Sami Tchak, très à l’aise au Théâtre Granit de Belfort, doit présenter son dernier roman Al Capone le Malien devant un public conquis d’avance dans la Ville de Jean-Pierre Chevènement, la cité du Lion. Une professeur d’Université donne d’emblée son entière adhésion à la démarche et aux œuvres de Sami Tchak qui sont vivement recommandés à ses étudiants et qui ont de beaux jours dans la Médiathèque de l’Université de cette ville.
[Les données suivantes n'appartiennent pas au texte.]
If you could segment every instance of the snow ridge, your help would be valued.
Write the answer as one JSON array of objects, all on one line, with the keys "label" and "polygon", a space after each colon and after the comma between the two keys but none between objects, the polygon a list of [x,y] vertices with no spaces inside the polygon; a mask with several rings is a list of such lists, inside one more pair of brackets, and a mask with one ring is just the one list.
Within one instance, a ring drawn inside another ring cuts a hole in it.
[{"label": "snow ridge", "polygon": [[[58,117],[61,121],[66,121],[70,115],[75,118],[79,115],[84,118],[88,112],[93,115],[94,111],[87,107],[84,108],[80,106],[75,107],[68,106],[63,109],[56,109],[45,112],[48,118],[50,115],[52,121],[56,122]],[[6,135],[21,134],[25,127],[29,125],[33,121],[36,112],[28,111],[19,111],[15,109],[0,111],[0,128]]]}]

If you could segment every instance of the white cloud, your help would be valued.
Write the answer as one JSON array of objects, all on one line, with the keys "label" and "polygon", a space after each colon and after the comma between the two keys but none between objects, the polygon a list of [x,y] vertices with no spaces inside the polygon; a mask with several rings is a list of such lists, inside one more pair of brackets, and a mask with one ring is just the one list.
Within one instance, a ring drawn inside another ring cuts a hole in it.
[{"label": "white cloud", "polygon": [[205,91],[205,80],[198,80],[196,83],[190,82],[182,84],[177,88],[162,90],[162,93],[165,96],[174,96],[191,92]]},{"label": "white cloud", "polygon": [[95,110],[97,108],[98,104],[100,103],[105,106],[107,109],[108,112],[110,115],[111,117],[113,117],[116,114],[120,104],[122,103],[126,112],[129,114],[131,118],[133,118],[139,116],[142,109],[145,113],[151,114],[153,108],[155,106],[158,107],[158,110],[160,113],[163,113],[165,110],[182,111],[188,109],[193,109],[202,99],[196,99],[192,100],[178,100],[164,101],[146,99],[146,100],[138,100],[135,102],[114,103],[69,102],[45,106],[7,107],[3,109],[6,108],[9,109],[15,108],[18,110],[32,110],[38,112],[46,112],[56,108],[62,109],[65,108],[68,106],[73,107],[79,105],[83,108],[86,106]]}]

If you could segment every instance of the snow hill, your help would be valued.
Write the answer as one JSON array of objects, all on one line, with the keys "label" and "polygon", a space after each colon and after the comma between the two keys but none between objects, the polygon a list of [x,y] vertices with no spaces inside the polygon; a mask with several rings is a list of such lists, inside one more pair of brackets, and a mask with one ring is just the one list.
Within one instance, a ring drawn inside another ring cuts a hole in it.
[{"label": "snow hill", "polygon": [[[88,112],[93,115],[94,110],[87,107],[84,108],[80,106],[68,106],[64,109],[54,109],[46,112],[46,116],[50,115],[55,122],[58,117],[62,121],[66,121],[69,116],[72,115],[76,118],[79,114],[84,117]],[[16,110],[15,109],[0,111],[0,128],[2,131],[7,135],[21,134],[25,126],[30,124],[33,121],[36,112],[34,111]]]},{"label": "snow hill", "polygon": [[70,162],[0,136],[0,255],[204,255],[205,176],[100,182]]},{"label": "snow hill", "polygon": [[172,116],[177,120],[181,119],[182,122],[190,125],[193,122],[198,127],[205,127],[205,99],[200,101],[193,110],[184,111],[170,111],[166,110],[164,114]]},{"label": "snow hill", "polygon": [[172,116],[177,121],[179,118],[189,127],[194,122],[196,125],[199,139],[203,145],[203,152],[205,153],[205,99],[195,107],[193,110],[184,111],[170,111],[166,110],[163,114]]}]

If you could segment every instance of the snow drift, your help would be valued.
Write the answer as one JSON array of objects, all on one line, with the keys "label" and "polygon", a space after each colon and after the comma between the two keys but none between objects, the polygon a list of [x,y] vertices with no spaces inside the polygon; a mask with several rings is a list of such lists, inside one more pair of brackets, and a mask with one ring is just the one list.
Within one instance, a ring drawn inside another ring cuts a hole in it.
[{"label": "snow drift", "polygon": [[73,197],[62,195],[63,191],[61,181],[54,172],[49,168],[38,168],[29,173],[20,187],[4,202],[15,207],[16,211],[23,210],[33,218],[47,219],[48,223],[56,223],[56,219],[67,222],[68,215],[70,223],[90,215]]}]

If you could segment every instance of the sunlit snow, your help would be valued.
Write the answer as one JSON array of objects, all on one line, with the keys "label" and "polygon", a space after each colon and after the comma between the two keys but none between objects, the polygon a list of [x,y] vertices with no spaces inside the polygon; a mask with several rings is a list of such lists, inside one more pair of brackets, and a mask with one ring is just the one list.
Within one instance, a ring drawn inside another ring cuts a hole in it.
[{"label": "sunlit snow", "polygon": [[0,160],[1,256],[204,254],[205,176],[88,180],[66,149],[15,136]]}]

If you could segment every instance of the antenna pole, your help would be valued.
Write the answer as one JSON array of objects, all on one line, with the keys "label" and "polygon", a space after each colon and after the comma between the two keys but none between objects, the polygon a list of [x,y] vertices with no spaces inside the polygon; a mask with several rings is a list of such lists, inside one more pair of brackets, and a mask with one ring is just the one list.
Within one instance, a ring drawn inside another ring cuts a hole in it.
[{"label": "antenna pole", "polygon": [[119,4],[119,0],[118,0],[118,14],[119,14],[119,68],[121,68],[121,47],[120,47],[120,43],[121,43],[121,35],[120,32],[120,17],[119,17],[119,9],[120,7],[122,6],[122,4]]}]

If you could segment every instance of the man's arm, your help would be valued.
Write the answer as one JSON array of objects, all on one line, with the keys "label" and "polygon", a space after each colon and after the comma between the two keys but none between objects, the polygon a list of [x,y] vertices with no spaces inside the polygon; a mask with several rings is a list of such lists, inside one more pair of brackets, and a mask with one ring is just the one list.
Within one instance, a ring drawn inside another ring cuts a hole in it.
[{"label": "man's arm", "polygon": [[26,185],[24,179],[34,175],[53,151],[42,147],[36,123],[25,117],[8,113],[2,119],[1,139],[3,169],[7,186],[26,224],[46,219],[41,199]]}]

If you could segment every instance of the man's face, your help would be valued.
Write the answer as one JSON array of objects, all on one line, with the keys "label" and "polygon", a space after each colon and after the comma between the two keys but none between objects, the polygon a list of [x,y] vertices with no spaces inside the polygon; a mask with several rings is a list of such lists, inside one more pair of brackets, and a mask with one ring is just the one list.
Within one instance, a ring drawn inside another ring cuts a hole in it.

Le ton de la rencontre est donné. Jérôme Araujo, directeur des relations publiques du Théâtre Granit, Scène Nationale de Belfort, accueillant l’écrivain togolais lui demande les raisons qui l’ont poussé à écrire dans la langue de Voltaire. Pour Sami Tchak, le français est sa langue d’écriture naturelle. Si les écrivains français ou anglais ont choisi leur langue, la plupart des écrivains francophones d’Afrique n’ont pas eu ce choix. Puisqu’à 6 ans, l’enfant a été baigné dès le début de sa scolarité dans la langue du colonisateur, le français. Sami y trouve cependant, une fois adulte, dans cette langue imposée, l’écho de sa langue maternelle. Il a lu tous les auteurs en français : les Latinos, les Japonais, les Anglais, les Allemands… Son écriture, c’est le phrasé de l’oralité. Ecrire en français n’est nullement une manière d’être lue par un large public « Au Togo, le français est parlé par une minorité. Si j’avais le choix, j’écrirais dans ma langue Tem pour être lu par un grand nombre. »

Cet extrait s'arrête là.